Hoş beş derken, malumunuz olduğu üzere çenemi tutamamış, sendika yöneticilerine şunu sormuştum: “Toplu İş Sözleşmelerinde pek çok ölçüt var, karşılığını verilmesini istediğiniz kalemler bulunuyor ki hepsi haklı ve doğrudur. Ancak dikkatimi çeken bir eksiklik var. Bir emekçinin ve ailesinin, ayda kaç kitap okuyacağı, kaç sinema, tiyatro gibi sanatsal etkinliklere katılacağı, ayda kaç dergi ve gazete okuyacağı gibi sanatsal ve kültürel etkinliklere dair bir madde göremedim. Yalnızca okul ya da eğitim harcamaları n dan söz etmediğim sanırım anlaşılmıştır. Neden böyle bir madde yok?”
Bir sessizlik oldu, herkes birbirine baktı. Anlaşılmadığımı düşünerek, sözlerimi sürdürdüm. “Geçmişin, elbette öyle olması gerektiği ve çok yakıştığı gibi, başta DİSK olmak üzere sendikaların ve ilgili kurum ya da örgütlerin yayınlarını anımsıyorum. Sayfalarının önemli kısmı bu konulara ayrılırdı. Şiir, öykü, deneme gibi çalışmalar yapan emekçilerin ürünleri, kültür sanat haberleri, elbette sınıf-sanat-hayat ilişkisi, sanat emekçilerinin konuya dair görüş ve işleri, o yayınları birer arşiv belgesine dönüştürürdü. Bu ülkedeki “İşçi Tiyatrosu”, “İşçi Sineması”, “İşçi Edebiyatı” gibi sanat yönelişlerinin dinamolarından biri de o yayınlardı. Oralardan çıkıp, dizesiyle, fırçasıyla, sazıyla, sözüyle, dansıyla sanat alanında yer bulan işçi kökenli birçok sanat emekçisi vardır.
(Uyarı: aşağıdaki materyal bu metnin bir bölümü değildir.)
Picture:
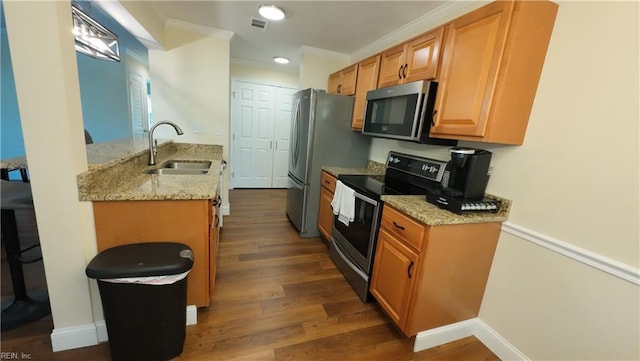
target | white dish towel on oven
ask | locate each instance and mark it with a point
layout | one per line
(344, 203)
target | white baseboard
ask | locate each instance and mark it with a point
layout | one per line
(101, 327)
(496, 343)
(473, 327)
(192, 315)
(69, 338)
(441, 335)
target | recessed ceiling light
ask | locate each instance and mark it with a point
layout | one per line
(281, 60)
(271, 12)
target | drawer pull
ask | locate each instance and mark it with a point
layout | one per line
(398, 226)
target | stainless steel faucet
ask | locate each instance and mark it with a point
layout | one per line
(153, 143)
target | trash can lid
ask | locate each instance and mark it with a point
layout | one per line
(141, 260)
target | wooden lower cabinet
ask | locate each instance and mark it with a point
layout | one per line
(392, 284)
(325, 212)
(214, 243)
(184, 221)
(435, 281)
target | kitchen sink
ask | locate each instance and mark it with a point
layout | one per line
(185, 164)
(185, 171)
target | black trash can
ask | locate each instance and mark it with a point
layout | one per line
(143, 288)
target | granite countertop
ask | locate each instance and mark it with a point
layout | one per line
(373, 168)
(429, 214)
(117, 173)
(99, 155)
(423, 211)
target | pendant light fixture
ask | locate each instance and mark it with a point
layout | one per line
(271, 12)
(281, 60)
(93, 39)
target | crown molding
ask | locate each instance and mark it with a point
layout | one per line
(321, 52)
(438, 16)
(183, 25)
(136, 56)
(255, 64)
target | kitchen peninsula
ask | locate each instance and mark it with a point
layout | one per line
(132, 206)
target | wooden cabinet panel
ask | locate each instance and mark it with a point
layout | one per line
(411, 231)
(184, 221)
(455, 269)
(325, 212)
(491, 63)
(334, 83)
(471, 56)
(349, 76)
(343, 82)
(214, 243)
(328, 181)
(367, 80)
(391, 63)
(440, 282)
(393, 276)
(417, 59)
(422, 56)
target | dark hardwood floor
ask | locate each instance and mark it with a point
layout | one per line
(277, 297)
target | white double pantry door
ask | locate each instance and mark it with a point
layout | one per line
(261, 127)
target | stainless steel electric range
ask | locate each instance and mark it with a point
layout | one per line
(353, 246)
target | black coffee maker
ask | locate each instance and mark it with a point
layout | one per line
(467, 173)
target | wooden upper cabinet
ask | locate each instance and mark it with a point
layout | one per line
(334, 83)
(391, 64)
(417, 59)
(367, 80)
(422, 56)
(492, 59)
(343, 82)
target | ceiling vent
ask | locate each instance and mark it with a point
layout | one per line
(259, 24)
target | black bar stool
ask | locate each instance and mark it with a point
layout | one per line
(22, 309)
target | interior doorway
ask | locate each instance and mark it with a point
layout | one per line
(261, 118)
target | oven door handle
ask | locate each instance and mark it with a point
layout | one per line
(348, 262)
(365, 199)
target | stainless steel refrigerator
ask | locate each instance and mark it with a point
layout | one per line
(321, 135)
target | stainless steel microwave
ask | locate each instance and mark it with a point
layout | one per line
(402, 112)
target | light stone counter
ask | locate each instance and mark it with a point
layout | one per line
(99, 155)
(117, 173)
(429, 214)
(417, 206)
(373, 168)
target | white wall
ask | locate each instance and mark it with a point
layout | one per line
(190, 87)
(316, 65)
(264, 75)
(48, 94)
(575, 179)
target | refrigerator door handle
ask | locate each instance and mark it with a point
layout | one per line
(295, 131)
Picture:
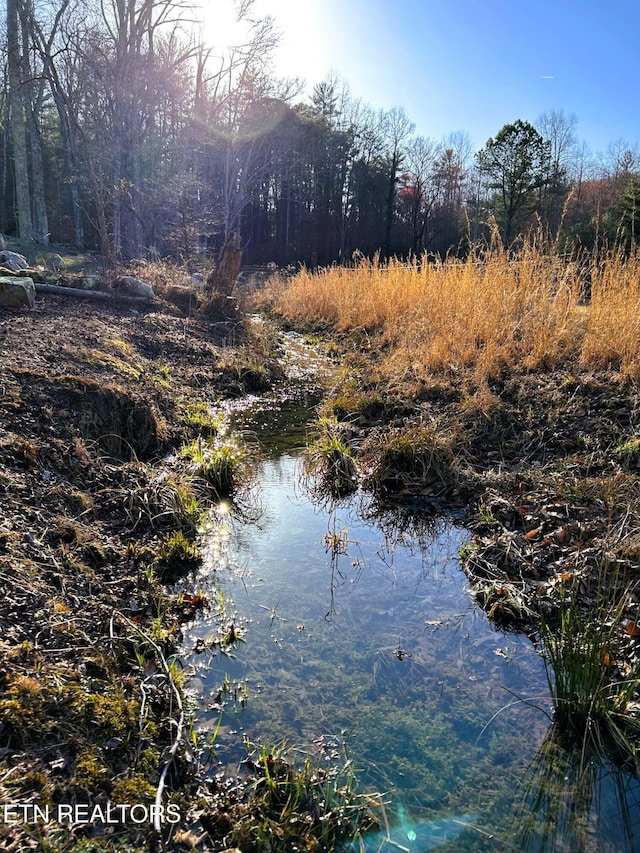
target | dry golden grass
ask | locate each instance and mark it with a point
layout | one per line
(612, 336)
(490, 313)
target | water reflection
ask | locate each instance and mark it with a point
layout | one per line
(575, 803)
(360, 633)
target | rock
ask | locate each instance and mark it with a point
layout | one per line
(132, 286)
(17, 292)
(13, 261)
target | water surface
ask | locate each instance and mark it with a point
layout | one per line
(361, 641)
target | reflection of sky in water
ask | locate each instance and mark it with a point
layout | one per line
(381, 649)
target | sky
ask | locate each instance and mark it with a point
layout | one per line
(467, 65)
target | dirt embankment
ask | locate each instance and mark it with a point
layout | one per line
(94, 515)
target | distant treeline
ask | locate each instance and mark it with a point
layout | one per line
(121, 132)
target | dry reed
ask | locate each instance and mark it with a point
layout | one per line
(492, 312)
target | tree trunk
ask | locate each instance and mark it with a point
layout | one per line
(18, 132)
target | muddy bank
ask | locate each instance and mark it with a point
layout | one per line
(99, 506)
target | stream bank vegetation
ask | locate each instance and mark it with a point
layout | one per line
(111, 458)
(506, 383)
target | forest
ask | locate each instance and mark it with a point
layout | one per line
(123, 133)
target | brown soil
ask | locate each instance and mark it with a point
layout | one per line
(93, 398)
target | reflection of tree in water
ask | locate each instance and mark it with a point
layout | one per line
(405, 526)
(576, 802)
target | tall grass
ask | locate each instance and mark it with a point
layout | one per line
(612, 336)
(493, 311)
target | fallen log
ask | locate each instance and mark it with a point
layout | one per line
(78, 292)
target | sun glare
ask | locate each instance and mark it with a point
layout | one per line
(220, 27)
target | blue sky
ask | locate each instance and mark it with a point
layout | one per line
(474, 66)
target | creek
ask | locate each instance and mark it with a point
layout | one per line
(358, 639)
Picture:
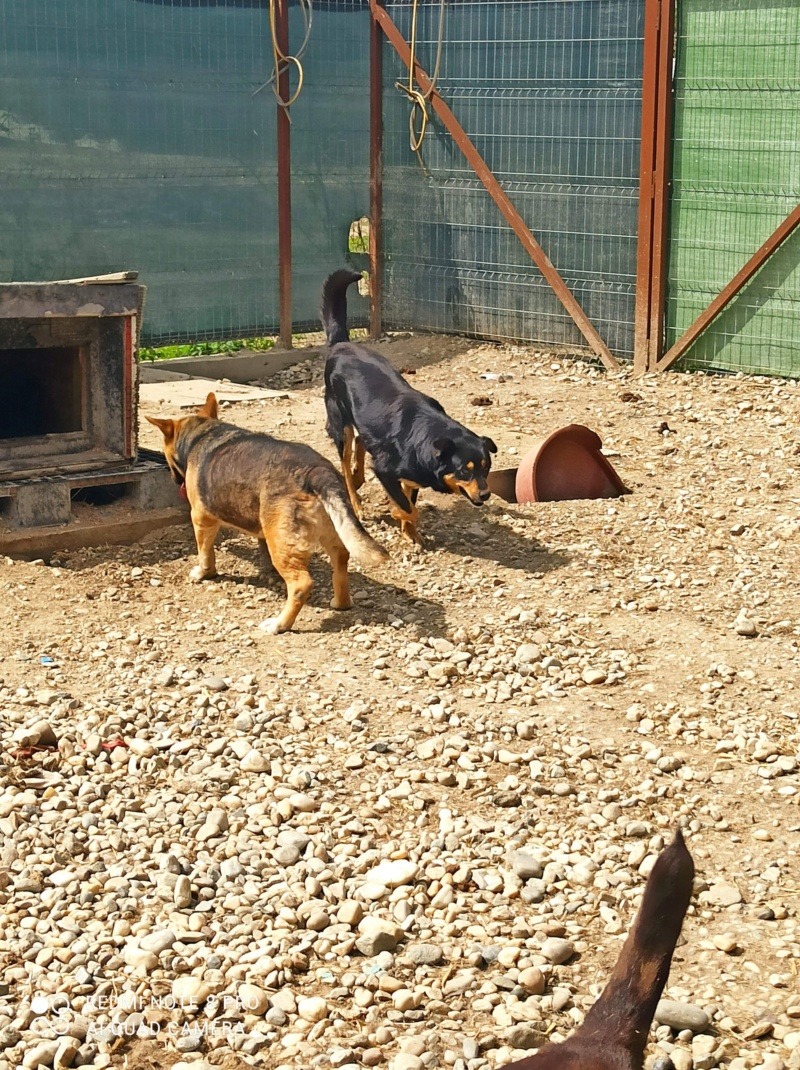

Günümüzde böyle yayınlarınız var mı, varsa niye o günlerde olduğu gibi kamusallaşamıyor, yaygınlaşamıyor ki bizler okuyamıyoruz? Yayınlarınızdan sözleşmelerinize, işin bu kısmına dair ne düşünüyor, ne yapıyorsunuz?”
Elbette bunları yalnızca malumatfuruşluktan, akıldanelikten, “düğün sahibinden fazla göbek atmaya meyyal davetli” saçmalığından dolayı sormuyordum. Dünya görüşümüz, sendikal olanlar başta olmak üzere, toplumsal her örgütlenmenin gündelik edinimler ya da kazanımlar yanında, evrensel ve nihai kazanımları da hedefliyordu. Daha yaşanır bir ülke, daha güzel bir dünya istiyorsak, yalnızca –sonuna dek hak ettiğimiz- parasal karşılığı değil “ekmek ve gül” günleri için de sorumluluk içinde alan açmak ve üretmek, böylelikle ağzımızdan düşmeyen sınıf bilincine ve bu söylemlerimiz sayesinde ulaştığımız makam ve mevkilere yakışmak zorundaydık. Yalnızca “ücret, yan ödemeler, avantajlar” ile yetinen bir sendika olamazdık. Olduğumuz zaman “sararmak”, sendikadan “sandukaya” dönüşmek kolaylaşırdı.
Sessizliği sendika yöneticilerinden biri bozmuştu: “Hocam, kesinlikle doğru söylüyorsunuz. Zahmet olmazsa, bu söylediklerinize dair bizim için bir madde yazar mısınız?” Bugün bu amaçlı bir madde ya da maddeler Toplu İş Sözleşmelerinde var mıdır, bilemiyorum. Ama o gün aldığım yanıtla, doğrusu canım sıkılmıştı. Mealen şu yanıtı verdim: “Ben böyle bir iş yapmaktan onur duyarım. Ama şunca yıllık geçmişe, pek çok onur mücadelesine, egemen sınıfın ve sistemin ürpermesine yol açan adına rağmen, sendikanınız sözleşmelerinde bunlara dair bir şeylerin olmaması, aynı zamanda üzücüdür ve hepimizi düşündürmelidir.”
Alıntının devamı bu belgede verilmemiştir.